Голос был женский. Я узнал его. Но в нем было что-то незнакомое. Словно женщине горло каким-то образом стиснули или зажали. Трудно понять.
Не уверен, что мне стоило сейчас доверять собственным ушам. Может, это побочный эффект удара по голове. Может, галлюцинация.
– Эй! – снова позвал голос. – Ты меня слышишь?
Я ничего не ответил. Я был занят – пытался проглотить жидкость, которая заполняла мне рот, и при этом не подавиться.
Фургон подбрасывало и болтало. Раскачивало и бросало из стороны в сторону. Мы огибали какой-то угол.
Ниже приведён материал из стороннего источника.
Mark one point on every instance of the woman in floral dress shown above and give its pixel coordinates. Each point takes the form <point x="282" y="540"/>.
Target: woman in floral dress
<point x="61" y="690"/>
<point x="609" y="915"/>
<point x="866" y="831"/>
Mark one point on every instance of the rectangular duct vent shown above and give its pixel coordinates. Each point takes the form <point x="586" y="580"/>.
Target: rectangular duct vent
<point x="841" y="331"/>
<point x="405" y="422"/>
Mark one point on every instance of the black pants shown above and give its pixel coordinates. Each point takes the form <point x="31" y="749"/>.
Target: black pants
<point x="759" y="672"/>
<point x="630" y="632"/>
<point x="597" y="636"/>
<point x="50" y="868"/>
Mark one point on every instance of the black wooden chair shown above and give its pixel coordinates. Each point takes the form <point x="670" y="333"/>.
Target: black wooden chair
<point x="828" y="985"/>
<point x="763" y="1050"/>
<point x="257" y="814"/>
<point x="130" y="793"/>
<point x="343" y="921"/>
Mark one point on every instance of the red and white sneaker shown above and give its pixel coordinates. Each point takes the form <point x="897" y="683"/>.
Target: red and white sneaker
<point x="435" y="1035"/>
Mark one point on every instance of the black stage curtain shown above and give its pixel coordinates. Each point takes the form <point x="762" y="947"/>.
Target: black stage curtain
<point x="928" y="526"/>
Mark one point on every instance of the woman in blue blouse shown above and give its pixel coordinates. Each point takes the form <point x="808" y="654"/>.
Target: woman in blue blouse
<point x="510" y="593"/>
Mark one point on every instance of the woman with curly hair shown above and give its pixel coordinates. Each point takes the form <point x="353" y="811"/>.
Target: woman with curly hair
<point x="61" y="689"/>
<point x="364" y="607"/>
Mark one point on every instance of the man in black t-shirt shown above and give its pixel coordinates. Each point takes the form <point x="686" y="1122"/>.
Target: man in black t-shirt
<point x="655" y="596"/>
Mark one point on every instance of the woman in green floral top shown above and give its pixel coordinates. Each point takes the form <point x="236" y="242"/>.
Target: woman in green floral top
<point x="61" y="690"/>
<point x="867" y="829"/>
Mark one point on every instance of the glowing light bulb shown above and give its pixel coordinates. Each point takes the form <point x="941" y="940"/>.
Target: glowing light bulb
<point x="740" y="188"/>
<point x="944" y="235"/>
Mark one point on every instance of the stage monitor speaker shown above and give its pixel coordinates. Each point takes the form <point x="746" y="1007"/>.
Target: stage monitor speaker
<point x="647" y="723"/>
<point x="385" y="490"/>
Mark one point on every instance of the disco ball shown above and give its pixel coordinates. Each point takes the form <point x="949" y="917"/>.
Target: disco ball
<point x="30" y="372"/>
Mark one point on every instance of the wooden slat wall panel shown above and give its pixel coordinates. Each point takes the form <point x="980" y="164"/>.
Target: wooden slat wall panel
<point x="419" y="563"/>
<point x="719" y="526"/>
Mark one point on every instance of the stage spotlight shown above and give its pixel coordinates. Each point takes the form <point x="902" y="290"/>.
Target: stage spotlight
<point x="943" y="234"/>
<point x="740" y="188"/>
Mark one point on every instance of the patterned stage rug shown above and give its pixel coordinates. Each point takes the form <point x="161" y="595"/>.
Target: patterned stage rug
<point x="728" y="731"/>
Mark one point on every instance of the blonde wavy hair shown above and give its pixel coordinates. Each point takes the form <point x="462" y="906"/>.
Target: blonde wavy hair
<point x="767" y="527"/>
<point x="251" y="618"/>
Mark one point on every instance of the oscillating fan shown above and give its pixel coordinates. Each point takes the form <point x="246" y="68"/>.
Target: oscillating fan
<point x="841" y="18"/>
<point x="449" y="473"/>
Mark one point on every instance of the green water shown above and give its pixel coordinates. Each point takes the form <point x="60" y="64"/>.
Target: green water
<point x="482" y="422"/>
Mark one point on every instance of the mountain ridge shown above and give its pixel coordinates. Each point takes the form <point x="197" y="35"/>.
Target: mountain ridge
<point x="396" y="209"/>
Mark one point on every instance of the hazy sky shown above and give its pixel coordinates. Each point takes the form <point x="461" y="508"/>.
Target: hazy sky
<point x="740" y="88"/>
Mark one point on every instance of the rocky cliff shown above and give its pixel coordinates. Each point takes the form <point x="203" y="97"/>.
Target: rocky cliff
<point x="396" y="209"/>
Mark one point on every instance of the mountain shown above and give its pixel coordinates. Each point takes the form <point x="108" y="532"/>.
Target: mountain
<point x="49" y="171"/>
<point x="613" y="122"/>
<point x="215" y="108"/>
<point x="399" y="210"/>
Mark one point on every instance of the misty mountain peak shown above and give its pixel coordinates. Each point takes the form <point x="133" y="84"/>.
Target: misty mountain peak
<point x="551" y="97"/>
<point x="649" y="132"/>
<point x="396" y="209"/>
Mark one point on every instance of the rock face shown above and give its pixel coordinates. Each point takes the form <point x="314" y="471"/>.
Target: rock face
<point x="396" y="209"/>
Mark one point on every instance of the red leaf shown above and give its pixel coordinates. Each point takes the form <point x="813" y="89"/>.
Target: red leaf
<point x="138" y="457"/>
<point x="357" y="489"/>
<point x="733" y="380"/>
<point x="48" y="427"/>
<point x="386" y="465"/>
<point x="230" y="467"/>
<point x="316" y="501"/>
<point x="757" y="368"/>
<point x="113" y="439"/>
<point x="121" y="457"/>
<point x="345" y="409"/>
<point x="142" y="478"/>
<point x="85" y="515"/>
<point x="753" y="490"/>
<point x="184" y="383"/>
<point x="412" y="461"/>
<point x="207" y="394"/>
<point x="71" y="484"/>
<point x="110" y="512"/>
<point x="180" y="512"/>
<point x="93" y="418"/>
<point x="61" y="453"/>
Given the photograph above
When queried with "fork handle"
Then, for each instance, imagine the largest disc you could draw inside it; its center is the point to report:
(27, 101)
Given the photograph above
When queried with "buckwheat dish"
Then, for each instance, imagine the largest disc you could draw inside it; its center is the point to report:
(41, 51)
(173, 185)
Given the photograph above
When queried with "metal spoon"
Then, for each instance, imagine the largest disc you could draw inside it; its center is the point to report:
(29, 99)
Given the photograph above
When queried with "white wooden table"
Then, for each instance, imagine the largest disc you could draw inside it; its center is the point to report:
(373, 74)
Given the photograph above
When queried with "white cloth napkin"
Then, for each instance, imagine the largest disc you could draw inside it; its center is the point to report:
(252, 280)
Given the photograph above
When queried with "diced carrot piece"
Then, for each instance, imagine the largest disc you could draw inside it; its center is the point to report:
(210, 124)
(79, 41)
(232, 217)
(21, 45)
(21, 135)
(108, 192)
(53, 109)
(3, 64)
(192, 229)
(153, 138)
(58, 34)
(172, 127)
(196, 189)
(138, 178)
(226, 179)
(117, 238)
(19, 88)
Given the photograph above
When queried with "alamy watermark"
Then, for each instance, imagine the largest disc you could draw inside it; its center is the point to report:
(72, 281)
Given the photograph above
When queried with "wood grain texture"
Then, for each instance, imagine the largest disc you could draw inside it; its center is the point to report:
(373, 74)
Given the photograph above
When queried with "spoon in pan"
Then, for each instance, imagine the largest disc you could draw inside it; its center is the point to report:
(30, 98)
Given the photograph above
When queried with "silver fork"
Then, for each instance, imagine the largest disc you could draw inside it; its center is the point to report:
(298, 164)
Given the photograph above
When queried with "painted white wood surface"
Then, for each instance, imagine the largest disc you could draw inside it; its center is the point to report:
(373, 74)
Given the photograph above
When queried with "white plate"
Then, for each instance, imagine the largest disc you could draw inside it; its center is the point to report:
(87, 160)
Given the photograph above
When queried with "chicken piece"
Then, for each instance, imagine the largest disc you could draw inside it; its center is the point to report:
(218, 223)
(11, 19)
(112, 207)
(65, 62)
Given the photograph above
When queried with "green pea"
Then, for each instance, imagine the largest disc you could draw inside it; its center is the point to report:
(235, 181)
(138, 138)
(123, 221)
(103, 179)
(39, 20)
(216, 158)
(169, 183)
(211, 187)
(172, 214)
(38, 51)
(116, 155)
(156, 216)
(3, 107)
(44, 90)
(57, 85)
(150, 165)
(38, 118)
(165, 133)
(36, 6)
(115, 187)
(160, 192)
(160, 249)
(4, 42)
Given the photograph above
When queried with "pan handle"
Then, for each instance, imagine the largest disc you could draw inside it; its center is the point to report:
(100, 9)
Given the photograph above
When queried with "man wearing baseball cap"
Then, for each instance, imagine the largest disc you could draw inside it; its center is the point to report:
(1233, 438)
– У тебя есть телефон? – спросил голос.
Я слепо уставился в темноту. Казалось, она раскалывается на отдельные отрезки, расширяется и крутится вокруг меня. И внутри ее возникают какие-то газообразные красные вспышки и пурпурные клочья. Словно я рассматриваю некую отдаленную галактику.
Голос зазвучал снова, раздельно и взвешенно повторяя те же слова:
– У… тебя… есть… телефон?
– Спереди, – выдохнул я. Язык распух и не слушался. Стал огромным, заполнив весь рот. – В бардачке.
Теперь я понял, почему этот голос звучит так странно. Он был хриплый. И гнусавый, насморочный. Как будто женщина жутко простудилась.
– Ты давно здесь? – спросил я.
– Они меня сюда зашвырнули следом за тобой. Ты разве не помнишь?
Я не помнил. Ничего, даже приблизительно.
И в ушах снова зазвучали предупреждения врачей. Об угрозе повторного сотрясения. О внутреннем кровотечении в голове. О тошноте. О головокружениях. О замедленных реакциях и мышлении. О нарушении когнитивной способности. И много еще о чем.
– Мне надо в больницу, – сказал я.
– Не только тебе одному. Становись в очередь.
Раздался сухой щелчок. Вспыхнул слепящий свет. Ребекка держала в руке фонарь. Это был фонарь, который я всегда держал в грузовом отсеке фургона. Ее руки лежали на коленях. А сама Льюис сидела, прислонясь спиной к задней грузовой дверце, вытянув ноги вперед. Ее дорогая кожаная куртка была исцарапана и вся в грязи. Молния полностью расстегнута. Майка в темных мокрых пятнах, которые прилипали к коже.